Call for Contributions for Edited Collection
(Working Title): Teaching and Learning Difficult Topics in the Music Classroom
At the same moment as the institution of academia is reaching a critical juncture, we find ourselves in a world in which the inescapable news cycle assaults our daily existence. As educators we must consider why and how to incorporate not only the events that happen on a near-daily basis, but our own and our students' reactions and responses as we process them both individually and as a society.We seek to explore multiple dimensions of teaching difficult topics in the music classroom. We hope to include essays on specific "hows" of teaching a set of issues or questions and authors' reflections on the "whys" of doing this significant work - within Music programs / departments; within the pre-professional tracks of music education, music therapy, etc; and more broadly within the liberal arts curricula. Authors might also share how they are working among and with the diverse levels of curricula and institutional frameworks, exploring practices that create and hold space for courses that engage these subjects. We urge contributors to keep in mind the specific nature of addressing such topics within the music classroom - what is it about music that gives us as educators and learners a singular position from which to do this brave and necessary work?

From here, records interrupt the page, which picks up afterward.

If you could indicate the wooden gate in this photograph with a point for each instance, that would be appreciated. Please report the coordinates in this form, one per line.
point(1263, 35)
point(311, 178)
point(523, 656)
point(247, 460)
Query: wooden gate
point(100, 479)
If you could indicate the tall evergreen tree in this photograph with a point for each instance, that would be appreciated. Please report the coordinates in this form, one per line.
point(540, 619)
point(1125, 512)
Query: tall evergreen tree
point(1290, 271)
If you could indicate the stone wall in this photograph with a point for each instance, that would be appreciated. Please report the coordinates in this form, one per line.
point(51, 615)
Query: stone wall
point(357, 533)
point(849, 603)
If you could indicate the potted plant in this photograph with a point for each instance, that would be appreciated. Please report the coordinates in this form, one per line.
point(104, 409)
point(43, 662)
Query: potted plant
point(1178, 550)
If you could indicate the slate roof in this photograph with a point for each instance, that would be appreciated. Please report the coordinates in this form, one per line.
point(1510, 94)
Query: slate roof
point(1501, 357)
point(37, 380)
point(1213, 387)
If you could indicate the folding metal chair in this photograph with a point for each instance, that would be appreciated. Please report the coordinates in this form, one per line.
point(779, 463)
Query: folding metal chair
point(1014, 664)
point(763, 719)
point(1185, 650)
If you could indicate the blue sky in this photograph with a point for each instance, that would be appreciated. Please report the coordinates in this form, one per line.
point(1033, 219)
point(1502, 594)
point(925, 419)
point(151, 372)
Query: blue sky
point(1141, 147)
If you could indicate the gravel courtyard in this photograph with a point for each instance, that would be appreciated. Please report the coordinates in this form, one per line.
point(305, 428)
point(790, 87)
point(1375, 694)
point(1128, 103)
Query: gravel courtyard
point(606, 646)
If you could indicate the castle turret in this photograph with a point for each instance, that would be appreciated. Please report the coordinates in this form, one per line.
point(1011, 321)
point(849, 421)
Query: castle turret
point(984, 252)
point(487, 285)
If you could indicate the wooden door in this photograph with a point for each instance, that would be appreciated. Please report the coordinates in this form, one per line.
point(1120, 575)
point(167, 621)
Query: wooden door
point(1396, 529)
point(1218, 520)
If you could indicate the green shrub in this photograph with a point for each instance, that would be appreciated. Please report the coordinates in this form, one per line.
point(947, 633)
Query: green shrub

Potential topics include, but are certainly not limited to:
- Race and racism in music history and industry • Sex and/or gender
- LGBTQ2AI* studies
- Mental health and illness
- Disability studies and access
- Body image and Fat studies
- Violence and crisis
- Politics and government (national and global)
- Religion and spirituality
- Power and privilege
- Reconciliation and justice
We invite proposals for contributions of varying lengths (2000-5000 words) from music history or theory scholars, performers and artists, ensemble and/or studio teachers, music educators, librarians and archivists, industry experts, and scholar-practitioners. We seek a diversity of voices and encourage contributions from underrepresented or marginalized voices which are critical to these conversations. As we strive to keep the conversation open and flexible, we welcome a range of research subjects and stylistic approaches.